İşte bu Cumhurbaşkanı haramı helâl ve helâlı
haram kılıyor ve bu bakanlar da ona tabi oluyorlar. Bunu onaylayacak milletvekilleri de
ona tabi olacaklar. Bunu destekleyen ve onaylayan insanlar da ona tabi olurlar. Bütün
bunlar Cumhurbaşkanını Allah (cc) dışında bir Rab olarak edinmiş olurlar.
Öyleyse, Müslümanlar, milletvekilleri ve
bakanları bu en büyük şirke nasıl rıza gösterebilirler?! Yoksa İslâm şeriatı
eksik midir ki Cumhurbaşkanı! bunu tamamlasın? Bunlar yüce Allah’ın (cc) şu
sözünü unuttular mı?
"Bu
gün dininizi tamamladım ve üzerinize benim nimetim (İslâm’ı) tamamladım ve
İslâmı sizin için bir din olarak kabul ettim.” (Maide:
3)
Bizim kınamalarımız Cumhurbaşkanı üzerine
yoğunlaşmıyor, çünkü bu adam zaten hıristiyan inancına, heva ve heveslerine göre
hareket ediyor. Fakat, kınamalarımız Müslümanlar ve özellikle alimler, müftüler,
İslâm’a daveti yüklenenler ve İslâm için kıskançlık gösterenler üzerine
yoğunlaşıyor. Müslüman’a farz olan odur ki; Cumhurbaşkanı ve diğerlerinin
yaptıklarından da öteye gidip, yalnız bu medenî nikah kanunu değil, Kuran’a
aykırı bütün Lübnan kanunlarını ret etmeleridir.

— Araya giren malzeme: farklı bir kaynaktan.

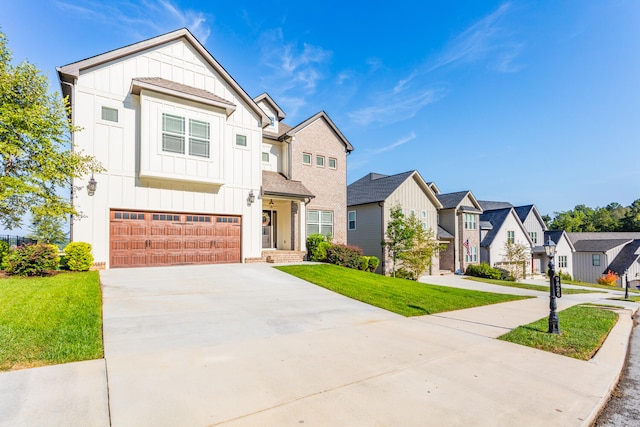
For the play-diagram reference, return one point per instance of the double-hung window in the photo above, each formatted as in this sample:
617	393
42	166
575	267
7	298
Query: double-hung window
470	221
174	135
352	220
319	222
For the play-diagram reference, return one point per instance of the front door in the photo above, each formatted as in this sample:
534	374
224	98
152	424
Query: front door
269	229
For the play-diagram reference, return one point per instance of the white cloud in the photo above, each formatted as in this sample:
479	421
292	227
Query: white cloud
397	143
394	109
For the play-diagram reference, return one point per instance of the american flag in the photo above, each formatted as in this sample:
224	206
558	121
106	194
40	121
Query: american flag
466	246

Alimler, medenî nikah kanun tasarısının İslâm
şeriatına muhalif olduğu için red ediyorlar. Halbuki, Cumhurbaşkanının hıristiyan
olmasını da red etmelidirler. Çünkü, Allah’u Tealâ şöyle buyurdu:
“Allah
kafirler için müminler üzerine bir yol (egemenlik, otorite) bulunmasını kabul etmez. (Nisa: 141)
Böylesine açık hükümler varken, bu alimler
nasıl olurda her musibette, biat vermek ve tebrik etmek için bu Cumhurbaşkanı’nın
yanına gidiyorlar?
Lübnan’daki anayasanın maddelerinin tümü
küfür ve Allah’ın şeriatına aykırıdır. Bu anayasaya niçin susuyorsunuz? Medenî
Nikah kanunu tasarısını çürütmeye kalkıştığınız zaman niye bu anayasaya
dayanıyorsunuz?
Ayrıca, Lübnan’daki diğer kanunlar da
küfürdür. Neden bunları görmüyorsunuz? Yalnız Ehvali Şahsiye (nikah, boşanma ve
çocuklarla ilgili) kanunları görüyorsunuz?! Fısk ve fucur dolu televizyon
programları İslâm’a aykırı değil mi? Öğretim ve eğitim programları İslâm’a
aykırı değil mi?
Faiz, kumar oyunları, milli piyango, loto, toto,
içki ve benzerleri İslâm’a aykırı değil mi? İslâm mefhumlarını bırakıp batı
mefhumları, ahlakı ve yaşayış tarzları İslâm’a aykırı değil mi?
Allah’a dua ediyoruz ki; bu durumu müslümanları
uyandıracak bir vesile kılsın, müslümanları ve gayri müslimleri kurtaracak ve aleme
lider olacak İslâmı tekrar temelden getirmek için müslümanları harekete geçirsin.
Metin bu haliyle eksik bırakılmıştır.